When people come together; conversations are focussed, lively and creative. The things that matter are surfaced and resolved. Positive risk taking comes from safety to try things and fail. People feel empowered in their roles and confident to speak out. This lifts the performance bar and leads to individual and team development and accountability. Fearless cultures get results.

Six key leadership challenges to building a Fearless Culture

  1. Big delivery agenda or significant change planned. Board, key stakeholders and markets are watching executive performance. Measurement is precise, constant and short-term focussed, while community and regulatory expectations are constantly shifting. Environments demand agile leaders capable of doing more with less.
  1. Leaders are working in silos. The executive lacks a shared purpose and is not a cohesive team providing organisation-wide leadership. Divisional heads are independently strong; yet their individual achievements cannot secure the organisation’s future. Strong divisional allegiances, reinforced by ego, can result in competitive behaviour counter to organisational effectiveness.
  1. Low trust within the leadership team. Building aligned executive teams is always a challenge in the detail of delivery. Teams frequently balance competing priorities with contrasting deliverables and drivers. In a low trust environment, different styles are interpreted as difficult or undermining, leading to misunderstanding and friction. Decisions and agreements are made with little real debate and are not supported outside the boardroom.
  1. Inappropriate or incongruent behaviour goes unchallenged. Unethical behaviour is allowed to continue because dissenting voices are stifled. When leadership teams lose sight of community values and stakeholder expectations, this leads to a values conflict around the executive table at best. And at worst significant reputational damage – even criminal charges – can result.
  1. Staff are watching – and not liking what they see. People across your organisation aren’t listening to what’s being said or adopting the values posted on the walls. They are following the lead from the executive behaviour they experience, and it’s not always pretty.
  1. The focus is limiting and inward facing. With tension around the executive table, and challenges experienced across the organisation, attention is focussed on internal relationships and organisational processes. Social and industry trends beyond the most obvious are given little thought, so faint signals of opportunity and risk are easily missed.

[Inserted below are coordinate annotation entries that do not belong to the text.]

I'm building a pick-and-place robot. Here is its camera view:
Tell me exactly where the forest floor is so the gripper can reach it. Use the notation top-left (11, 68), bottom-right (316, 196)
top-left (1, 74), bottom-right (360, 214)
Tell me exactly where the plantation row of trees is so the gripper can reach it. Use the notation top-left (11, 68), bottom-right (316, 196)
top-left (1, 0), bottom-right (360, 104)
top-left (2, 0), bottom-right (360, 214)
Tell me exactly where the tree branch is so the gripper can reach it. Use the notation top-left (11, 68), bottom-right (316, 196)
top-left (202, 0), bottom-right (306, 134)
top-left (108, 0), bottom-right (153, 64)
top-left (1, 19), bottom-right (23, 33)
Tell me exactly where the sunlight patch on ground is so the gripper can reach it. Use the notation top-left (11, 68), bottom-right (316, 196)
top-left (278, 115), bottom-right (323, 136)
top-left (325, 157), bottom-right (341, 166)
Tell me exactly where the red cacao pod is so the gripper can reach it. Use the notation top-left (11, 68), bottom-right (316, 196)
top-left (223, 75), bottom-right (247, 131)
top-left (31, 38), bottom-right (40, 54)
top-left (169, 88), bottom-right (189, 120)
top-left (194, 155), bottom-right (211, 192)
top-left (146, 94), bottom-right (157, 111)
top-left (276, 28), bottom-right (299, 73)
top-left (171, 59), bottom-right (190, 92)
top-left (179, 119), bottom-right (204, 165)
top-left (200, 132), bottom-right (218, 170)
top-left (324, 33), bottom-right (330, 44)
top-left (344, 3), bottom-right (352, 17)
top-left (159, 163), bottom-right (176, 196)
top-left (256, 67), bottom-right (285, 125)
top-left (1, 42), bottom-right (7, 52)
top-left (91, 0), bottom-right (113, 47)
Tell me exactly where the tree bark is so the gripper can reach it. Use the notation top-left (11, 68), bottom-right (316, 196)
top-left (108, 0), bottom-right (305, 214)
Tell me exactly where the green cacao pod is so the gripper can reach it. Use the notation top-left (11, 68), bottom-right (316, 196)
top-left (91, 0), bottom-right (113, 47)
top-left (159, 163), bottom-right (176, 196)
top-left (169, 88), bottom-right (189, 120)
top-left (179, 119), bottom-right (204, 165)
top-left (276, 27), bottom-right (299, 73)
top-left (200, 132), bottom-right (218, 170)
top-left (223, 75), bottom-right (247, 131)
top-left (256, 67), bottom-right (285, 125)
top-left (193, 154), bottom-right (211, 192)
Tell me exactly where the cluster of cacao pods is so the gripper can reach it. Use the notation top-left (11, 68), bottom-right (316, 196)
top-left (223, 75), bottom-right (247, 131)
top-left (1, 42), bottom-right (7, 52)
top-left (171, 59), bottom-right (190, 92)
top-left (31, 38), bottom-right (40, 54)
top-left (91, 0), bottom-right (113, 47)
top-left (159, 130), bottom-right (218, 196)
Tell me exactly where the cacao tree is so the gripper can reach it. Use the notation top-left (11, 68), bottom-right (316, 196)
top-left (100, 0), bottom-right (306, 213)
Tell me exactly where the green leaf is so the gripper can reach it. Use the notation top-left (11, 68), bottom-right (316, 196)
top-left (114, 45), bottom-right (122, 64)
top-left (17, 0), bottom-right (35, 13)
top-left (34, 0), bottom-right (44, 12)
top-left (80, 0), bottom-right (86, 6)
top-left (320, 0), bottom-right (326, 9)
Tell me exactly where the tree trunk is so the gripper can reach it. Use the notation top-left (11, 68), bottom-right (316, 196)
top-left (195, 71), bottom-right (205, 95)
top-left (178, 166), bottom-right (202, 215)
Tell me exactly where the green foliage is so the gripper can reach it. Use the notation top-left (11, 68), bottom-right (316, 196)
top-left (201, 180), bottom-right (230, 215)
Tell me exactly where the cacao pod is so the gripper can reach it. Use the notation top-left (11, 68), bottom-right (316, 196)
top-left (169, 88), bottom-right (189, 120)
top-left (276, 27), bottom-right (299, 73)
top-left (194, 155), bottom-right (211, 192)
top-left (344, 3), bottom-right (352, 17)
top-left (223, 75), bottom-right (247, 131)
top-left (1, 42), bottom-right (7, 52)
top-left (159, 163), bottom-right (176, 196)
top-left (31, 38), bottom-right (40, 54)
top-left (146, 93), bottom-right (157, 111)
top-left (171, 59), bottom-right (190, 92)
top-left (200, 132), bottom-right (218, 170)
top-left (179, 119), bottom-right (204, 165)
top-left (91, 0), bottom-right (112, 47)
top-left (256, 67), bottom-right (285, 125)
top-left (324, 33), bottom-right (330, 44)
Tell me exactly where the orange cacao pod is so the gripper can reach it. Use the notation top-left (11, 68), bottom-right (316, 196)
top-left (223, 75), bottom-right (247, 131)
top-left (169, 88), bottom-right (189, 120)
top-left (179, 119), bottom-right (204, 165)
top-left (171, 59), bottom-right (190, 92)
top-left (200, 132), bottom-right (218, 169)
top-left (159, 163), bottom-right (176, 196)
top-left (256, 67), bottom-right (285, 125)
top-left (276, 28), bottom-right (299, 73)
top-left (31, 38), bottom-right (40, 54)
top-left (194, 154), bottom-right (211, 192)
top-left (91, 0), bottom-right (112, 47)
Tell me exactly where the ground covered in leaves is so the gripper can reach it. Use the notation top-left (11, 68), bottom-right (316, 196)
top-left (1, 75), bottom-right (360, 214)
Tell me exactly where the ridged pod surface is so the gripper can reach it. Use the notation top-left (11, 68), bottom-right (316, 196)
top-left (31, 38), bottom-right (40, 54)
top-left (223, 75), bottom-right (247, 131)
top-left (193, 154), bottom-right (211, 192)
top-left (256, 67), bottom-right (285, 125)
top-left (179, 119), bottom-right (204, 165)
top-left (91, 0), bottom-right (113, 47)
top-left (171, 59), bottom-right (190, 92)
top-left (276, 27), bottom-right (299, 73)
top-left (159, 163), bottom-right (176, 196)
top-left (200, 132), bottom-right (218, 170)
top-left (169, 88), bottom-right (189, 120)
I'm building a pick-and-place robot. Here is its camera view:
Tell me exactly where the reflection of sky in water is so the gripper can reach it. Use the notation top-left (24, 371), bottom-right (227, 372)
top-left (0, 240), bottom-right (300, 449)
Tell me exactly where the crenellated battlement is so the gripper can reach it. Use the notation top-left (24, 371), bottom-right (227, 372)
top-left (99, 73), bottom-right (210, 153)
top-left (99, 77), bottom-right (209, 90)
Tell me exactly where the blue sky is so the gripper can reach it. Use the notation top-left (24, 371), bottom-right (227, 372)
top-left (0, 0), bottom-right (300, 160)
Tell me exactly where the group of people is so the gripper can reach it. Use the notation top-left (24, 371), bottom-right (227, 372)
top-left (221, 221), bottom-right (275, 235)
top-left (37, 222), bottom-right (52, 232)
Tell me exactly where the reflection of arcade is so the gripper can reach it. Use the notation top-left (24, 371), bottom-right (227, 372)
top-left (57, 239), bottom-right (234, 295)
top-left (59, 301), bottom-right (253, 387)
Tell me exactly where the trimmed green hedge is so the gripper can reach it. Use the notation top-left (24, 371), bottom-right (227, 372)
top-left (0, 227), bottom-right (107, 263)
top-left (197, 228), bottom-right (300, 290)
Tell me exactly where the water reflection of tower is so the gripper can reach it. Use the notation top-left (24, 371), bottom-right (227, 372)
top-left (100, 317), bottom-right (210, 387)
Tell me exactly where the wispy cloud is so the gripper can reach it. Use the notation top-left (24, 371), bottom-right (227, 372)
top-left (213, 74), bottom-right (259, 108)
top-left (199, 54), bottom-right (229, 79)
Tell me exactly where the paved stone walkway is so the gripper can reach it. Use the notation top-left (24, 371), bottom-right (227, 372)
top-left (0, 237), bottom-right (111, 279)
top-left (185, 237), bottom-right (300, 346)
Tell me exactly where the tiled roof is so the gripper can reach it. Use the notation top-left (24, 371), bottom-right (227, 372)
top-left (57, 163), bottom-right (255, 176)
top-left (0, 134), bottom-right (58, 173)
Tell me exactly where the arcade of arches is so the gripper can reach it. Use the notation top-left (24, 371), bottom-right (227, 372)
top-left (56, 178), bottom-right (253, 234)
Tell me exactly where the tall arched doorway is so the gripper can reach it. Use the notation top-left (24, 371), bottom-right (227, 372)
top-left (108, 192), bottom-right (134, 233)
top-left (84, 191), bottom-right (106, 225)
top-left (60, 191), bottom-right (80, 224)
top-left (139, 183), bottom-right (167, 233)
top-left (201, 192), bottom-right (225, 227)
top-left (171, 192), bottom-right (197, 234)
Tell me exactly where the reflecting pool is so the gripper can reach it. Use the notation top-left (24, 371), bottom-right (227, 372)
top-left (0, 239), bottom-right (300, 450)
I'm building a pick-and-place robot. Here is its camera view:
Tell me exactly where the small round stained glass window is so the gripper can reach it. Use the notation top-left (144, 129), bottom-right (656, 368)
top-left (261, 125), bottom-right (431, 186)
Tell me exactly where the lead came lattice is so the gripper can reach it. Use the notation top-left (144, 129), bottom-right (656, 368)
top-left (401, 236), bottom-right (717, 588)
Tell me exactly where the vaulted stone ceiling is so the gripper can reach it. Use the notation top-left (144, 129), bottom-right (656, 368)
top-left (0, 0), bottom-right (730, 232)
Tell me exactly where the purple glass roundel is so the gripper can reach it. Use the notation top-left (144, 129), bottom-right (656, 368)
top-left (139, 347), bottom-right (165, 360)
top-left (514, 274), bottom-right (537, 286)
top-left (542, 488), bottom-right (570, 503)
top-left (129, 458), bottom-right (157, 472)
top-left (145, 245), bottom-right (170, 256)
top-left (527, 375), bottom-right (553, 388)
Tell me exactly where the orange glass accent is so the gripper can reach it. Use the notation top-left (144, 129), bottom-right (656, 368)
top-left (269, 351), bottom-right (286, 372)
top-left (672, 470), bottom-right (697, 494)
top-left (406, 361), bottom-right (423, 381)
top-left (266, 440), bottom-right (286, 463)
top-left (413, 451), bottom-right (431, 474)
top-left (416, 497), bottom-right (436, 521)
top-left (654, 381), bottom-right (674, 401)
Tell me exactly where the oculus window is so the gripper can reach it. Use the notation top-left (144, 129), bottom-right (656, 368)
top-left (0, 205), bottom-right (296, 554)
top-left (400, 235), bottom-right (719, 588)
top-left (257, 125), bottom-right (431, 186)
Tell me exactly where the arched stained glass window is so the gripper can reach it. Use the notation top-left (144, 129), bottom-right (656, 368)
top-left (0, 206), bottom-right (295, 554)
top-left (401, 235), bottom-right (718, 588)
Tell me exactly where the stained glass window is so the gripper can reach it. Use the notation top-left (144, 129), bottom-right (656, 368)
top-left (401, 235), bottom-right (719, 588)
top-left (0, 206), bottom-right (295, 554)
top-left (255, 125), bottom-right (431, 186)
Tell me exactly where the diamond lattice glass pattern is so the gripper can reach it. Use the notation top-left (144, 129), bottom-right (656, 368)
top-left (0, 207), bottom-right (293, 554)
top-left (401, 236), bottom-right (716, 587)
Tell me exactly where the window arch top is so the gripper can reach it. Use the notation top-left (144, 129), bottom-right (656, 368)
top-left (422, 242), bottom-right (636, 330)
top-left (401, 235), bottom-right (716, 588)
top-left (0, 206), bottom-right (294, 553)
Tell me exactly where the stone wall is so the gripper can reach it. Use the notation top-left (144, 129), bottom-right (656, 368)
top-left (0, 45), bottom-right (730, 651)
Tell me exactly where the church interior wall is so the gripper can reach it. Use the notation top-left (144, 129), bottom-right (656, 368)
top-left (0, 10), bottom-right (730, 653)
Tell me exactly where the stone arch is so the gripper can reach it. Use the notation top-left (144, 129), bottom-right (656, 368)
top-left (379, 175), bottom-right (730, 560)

Building a fearless leadership team

The key levers to pull in building a fearless leadership team developing a fearless culture are trust, purpose, motivation and communication.

Trust

Trust is like oxygen. You don’t notice it’s there, but when it’s gone in a team you are in trouble. Trust is central to powerful teams. It enables leaders to be vulnerable and open, and lead with integrity. Trust provides the safety net in a culture that allows people to be creative, innovative and take risks.

Purpose

People want to be part of something bigger than themselves, and they often don’t see that’s possible at work. A well-defined shared purpose is a necessary foundation for fearless leadership, underpinning vision and enabling results. When executives are all pulling in different directions, the waves are felt throughout the organisation.

Motivation

Knowing what truly motivates each other assists understanding, increases connection and boosts collaboration. Organisations that can leverage thinking diversity are well placed to compete. They are twice as likely to meet or exceed their financial targets and eight times more likely to have better business outcomes overall##.

Communication

Economic times are uncertain and increasingly complex. For a team to make sense of all information available and to draw on the talents of the whole executive team, open, intelligent and fearless discussions are the price of entry. Fearless leadership teams hear and debate all points of view, and then make and enact courageous decisions, with full and ongoing commitment to implementation.

Over to you

Which challenges ring true for your leadership team? And which lever will give you the boost towards building a fearless culture?